Here’s another excerpt that shows what happened just before this snippet.
In an extra bit of fun, Kensington did a mini-site for No Longer a Gentleman. There’s a map with the four key locations of the story. Go to the site and click on each star, and you'll get an image, a description, and a bit of music. Very cool!
I’ve been really delighted by the reviews NLAG has received.
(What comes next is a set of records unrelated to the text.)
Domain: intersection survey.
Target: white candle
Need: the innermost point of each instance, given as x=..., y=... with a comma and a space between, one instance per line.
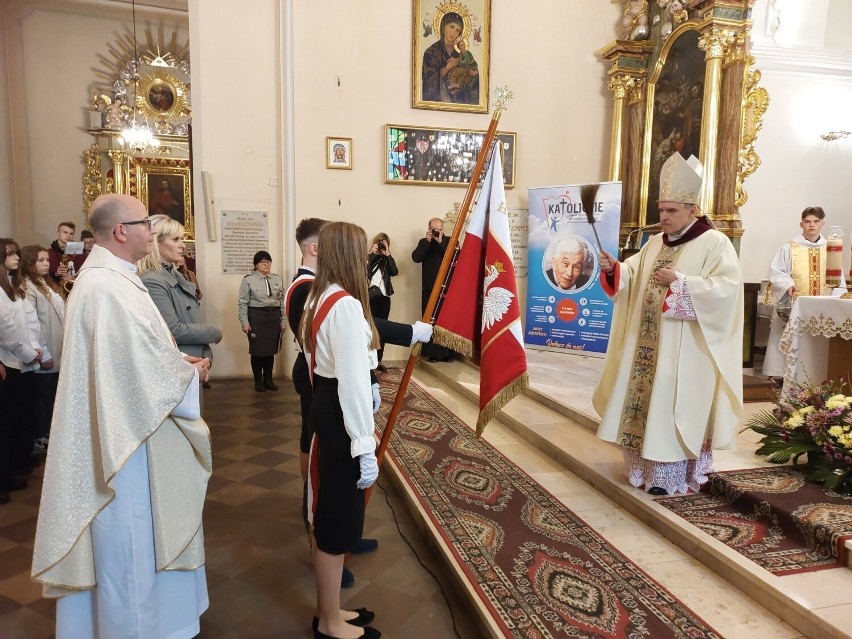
x=834, y=258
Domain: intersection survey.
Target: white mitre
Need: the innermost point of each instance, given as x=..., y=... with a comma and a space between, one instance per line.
x=680, y=180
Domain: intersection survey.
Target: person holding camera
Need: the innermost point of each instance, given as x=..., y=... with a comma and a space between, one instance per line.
x=430, y=253
x=380, y=268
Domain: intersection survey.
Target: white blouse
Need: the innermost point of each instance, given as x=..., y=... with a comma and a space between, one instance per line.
x=342, y=351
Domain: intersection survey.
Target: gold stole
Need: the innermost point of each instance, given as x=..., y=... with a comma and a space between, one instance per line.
x=808, y=269
x=634, y=413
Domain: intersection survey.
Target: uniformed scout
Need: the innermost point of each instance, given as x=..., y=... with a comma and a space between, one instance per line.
x=261, y=310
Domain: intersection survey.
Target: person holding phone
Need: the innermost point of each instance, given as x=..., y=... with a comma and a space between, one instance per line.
x=381, y=267
x=429, y=252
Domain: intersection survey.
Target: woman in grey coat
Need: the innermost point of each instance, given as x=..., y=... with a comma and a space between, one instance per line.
x=173, y=294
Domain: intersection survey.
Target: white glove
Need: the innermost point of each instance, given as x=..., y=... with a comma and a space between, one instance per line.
x=421, y=332
x=369, y=470
x=377, y=398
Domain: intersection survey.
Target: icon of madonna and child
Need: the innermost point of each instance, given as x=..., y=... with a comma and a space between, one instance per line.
x=450, y=73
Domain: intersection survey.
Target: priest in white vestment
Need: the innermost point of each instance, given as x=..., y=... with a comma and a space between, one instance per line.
x=671, y=389
x=797, y=269
x=119, y=539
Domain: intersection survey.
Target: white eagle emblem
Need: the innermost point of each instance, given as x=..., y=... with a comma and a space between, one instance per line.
x=496, y=301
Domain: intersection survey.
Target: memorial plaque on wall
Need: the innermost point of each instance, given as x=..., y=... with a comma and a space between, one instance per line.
x=244, y=233
x=519, y=232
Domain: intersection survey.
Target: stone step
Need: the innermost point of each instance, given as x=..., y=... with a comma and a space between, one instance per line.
x=804, y=601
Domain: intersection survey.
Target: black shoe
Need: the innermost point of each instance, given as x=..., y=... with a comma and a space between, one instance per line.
x=365, y=546
x=369, y=633
x=347, y=579
x=364, y=617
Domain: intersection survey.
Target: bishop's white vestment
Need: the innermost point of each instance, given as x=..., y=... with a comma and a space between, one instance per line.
x=119, y=537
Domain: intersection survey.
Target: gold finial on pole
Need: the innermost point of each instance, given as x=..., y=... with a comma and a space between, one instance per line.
x=503, y=97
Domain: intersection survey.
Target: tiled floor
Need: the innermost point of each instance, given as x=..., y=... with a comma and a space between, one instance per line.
x=258, y=561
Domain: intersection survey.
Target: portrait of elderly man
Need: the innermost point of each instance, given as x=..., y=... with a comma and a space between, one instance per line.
x=568, y=264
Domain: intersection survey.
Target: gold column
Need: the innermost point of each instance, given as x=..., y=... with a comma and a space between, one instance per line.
x=632, y=180
x=713, y=43
x=618, y=84
x=118, y=158
x=730, y=132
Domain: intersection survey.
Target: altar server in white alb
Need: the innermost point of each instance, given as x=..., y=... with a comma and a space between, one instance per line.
x=119, y=538
x=671, y=389
x=798, y=269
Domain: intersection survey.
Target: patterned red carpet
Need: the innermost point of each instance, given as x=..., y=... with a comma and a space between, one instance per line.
x=773, y=516
x=540, y=569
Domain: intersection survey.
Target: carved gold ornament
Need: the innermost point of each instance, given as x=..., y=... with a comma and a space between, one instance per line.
x=755, y=104
x=91, y=175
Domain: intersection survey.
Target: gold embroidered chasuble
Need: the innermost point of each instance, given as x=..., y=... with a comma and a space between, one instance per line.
x=668, y=385
x=635, y=410
x=121, y=377
x=808, y=269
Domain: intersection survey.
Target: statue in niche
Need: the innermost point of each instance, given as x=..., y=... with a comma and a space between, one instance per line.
x=114, y=114
x=635, y=20
x=675, y=14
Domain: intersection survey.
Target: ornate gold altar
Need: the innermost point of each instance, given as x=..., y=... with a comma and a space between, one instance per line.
x=682, y=81
x=142, y=92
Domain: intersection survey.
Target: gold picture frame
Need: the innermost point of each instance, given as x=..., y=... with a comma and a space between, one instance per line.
x=338, y=153
x=440, y=157
x=466, y=50
x=674, y=112
x=164, y=187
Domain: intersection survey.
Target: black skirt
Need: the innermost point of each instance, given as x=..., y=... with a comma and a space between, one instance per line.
x=339, y=513
x=265, y=322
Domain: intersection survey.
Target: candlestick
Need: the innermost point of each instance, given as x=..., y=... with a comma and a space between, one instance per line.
x=834, y=257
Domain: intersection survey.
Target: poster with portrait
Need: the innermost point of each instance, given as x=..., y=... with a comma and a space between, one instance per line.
x=567, y=309
x=450, y=59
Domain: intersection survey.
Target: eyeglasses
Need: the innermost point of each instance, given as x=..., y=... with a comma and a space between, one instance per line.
x=146, y=221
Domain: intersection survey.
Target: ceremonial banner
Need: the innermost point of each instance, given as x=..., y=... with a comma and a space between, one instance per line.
x=480, y=316
x=566, y=307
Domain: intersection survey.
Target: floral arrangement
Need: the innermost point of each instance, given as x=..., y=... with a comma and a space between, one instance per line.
x=815, y=421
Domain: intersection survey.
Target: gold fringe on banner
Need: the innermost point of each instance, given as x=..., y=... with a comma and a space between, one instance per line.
x=454, y=341
x=502, y=398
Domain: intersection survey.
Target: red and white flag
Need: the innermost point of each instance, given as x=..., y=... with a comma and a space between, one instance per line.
x=480, y=316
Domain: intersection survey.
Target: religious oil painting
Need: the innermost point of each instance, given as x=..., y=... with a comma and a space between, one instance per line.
x=338, y=153
x=164, y=188
x=676, y=112
x=441, y=157
x=450, y=55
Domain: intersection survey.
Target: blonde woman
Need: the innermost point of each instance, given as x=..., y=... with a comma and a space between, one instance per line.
x=174, y=295
x=340, y=342
x=45, y=296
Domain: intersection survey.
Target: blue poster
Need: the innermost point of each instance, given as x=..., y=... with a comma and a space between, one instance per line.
x=566, y=307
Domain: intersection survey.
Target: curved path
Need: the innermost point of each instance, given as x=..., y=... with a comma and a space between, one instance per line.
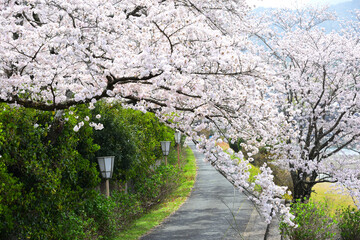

A sampling:
“Romance and wartime espionage mix delightfully in the fourth Lost Lords Regency…The unusually balanced and sensitively depicted romantic duo, suspenseful adventure, and well-researched historical background make this a must for Regency fans.”
Starred review, Publishers Weekly
“The incomparable Putney returns with a Lost Lords novel that touches readers’ hearts. No ballrooms or marriage marts appear, but spies and danger, passion and adventure and love and redemption keep readers glued to the pages and immersed in another unforgettable tale.”
Romantic Times BookClub, Kathe Robin. 4½ star Top Pick. Romantic Times BookClub KISS designation: “Mary Jo Putney’s Lord Wyndham is No Longer a Gentleman, but he’s all sexy, courageous hero.”
“With sensitivity and inimitable skill, Putney rescues another lost lord; gives him a brave, resourceful heroine who helps him heal; complicates things with foiling villains, readjusting to society, and falling in love; and weaves it all together in another beautifully written, unforgettable romance.”
Starred Review, Library Journal, reviewed by John Charles
Considering how I slogged my way through the writing, this is vastly gratifying!
I’m now working on Lost Lords #5, which is scheduled for September 2013. There will be at least a couple more books beyond that, but I really can’t say how many. These interesting, tortured fellows just keep turning up….
In the meantime, I’ll give a copy of NLAG to someone who comments between now and Tuesday midnight. (It will probably be an ARC since I don’t have author’s copies yet.)
So if you've been waiting to read about the mysterious, long missing Wyndham, here he is. And while admittedly I put Grey through a lot, he thanked me for it in the end. Really!